GE Addresses Time Series Data Demands
When many think of General Electric (GE), the first thought that comes to mind might not be software, but the company’s unit that focuses on providing code solutions is, according to GE, part of a $4 million business on its own.
GE Intelligent Platforms, the segment of GE that provides software and system elements for automation and embedded computing for industry, military, aerospace and communication system customers, is at the root of that booming software core. This week the division announced new advances to support big data for customers in the data-heavy verticals GE supplies.
The software package, called Proficy Historian 4.5 gathers, aggregates, organizes and manages large datasets in real time for large customers who doubtlessly have rather complex data management demands, including those in the industries mentioned above. According to GE, this software can “improve visible, provide context to raw data, and aggregate islands of information” to allow for more robust, timely decision-making.

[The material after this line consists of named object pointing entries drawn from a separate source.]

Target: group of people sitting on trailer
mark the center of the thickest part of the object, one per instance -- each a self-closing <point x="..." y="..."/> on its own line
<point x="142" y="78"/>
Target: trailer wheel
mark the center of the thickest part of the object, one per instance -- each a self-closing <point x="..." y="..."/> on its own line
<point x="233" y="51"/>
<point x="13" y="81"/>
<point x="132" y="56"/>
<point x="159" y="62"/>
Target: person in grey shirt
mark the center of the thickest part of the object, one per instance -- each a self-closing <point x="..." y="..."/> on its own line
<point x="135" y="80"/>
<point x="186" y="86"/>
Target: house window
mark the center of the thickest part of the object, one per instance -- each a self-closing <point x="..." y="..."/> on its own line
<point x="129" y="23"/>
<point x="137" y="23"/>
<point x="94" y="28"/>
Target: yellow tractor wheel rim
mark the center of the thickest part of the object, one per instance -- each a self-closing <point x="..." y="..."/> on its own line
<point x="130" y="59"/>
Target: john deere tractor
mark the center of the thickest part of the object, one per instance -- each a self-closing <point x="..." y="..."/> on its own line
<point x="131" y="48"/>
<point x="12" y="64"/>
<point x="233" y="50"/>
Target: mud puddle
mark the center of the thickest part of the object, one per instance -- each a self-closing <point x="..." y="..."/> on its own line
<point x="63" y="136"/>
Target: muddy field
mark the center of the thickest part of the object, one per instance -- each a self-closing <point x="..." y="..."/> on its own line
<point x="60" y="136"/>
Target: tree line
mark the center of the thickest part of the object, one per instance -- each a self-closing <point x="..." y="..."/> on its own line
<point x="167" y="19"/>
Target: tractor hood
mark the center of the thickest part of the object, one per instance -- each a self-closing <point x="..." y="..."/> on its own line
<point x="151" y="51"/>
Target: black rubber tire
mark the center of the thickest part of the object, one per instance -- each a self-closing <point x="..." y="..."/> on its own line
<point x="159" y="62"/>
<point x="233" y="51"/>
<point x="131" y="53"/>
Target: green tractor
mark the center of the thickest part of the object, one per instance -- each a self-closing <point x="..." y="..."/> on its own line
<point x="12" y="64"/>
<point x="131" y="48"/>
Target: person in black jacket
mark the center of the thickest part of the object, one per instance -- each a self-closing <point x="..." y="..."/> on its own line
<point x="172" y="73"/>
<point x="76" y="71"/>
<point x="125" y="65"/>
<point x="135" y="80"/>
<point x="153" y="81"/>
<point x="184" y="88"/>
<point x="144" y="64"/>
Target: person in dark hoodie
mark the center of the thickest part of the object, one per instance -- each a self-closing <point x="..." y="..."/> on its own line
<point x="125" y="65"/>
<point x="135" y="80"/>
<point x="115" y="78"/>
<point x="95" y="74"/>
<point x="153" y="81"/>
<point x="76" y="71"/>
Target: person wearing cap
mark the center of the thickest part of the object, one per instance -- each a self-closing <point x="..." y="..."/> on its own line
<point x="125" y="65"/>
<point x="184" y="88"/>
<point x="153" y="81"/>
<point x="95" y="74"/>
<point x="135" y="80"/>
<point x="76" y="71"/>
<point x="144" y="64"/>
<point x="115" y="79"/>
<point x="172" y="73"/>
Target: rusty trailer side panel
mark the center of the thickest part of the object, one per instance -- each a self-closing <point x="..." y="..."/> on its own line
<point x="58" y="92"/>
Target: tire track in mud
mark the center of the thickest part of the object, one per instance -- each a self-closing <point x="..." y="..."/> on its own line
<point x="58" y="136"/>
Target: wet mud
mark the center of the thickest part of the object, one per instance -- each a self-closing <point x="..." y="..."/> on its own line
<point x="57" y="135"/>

GE Intelligent Platforms claims that the new software offering provides support for more than 15 million tags across a scalable platform, which can be integrated without a massive overhaul and provides the built-in ability to allow data sharing across the enterprise or research organization. The data collection element can collect details from a large number of different devices and sensors in real-time.
To put the new offering in context, GE pointed to a use case this week, which involved its own GE Monitoring and Diagnostics Center, which used the package to monitor over one thousand gas turbines around the world in real-time. This monitoring effort required high performance on time-series data.
The team behind the turbine monitoring project had turned to GE to find new architectures, hardware and software to accommodate the flood of data. They found that the Proficy solution “was shown to excel against relational and unstructured databases for time series data.” GE also said that the typical column-based and relational databases that had been used for this purpose were unable to deal with time series process data queries at scale, and that they felt some of the unnamed “technologies” designed to do so with this type of data were still too immature.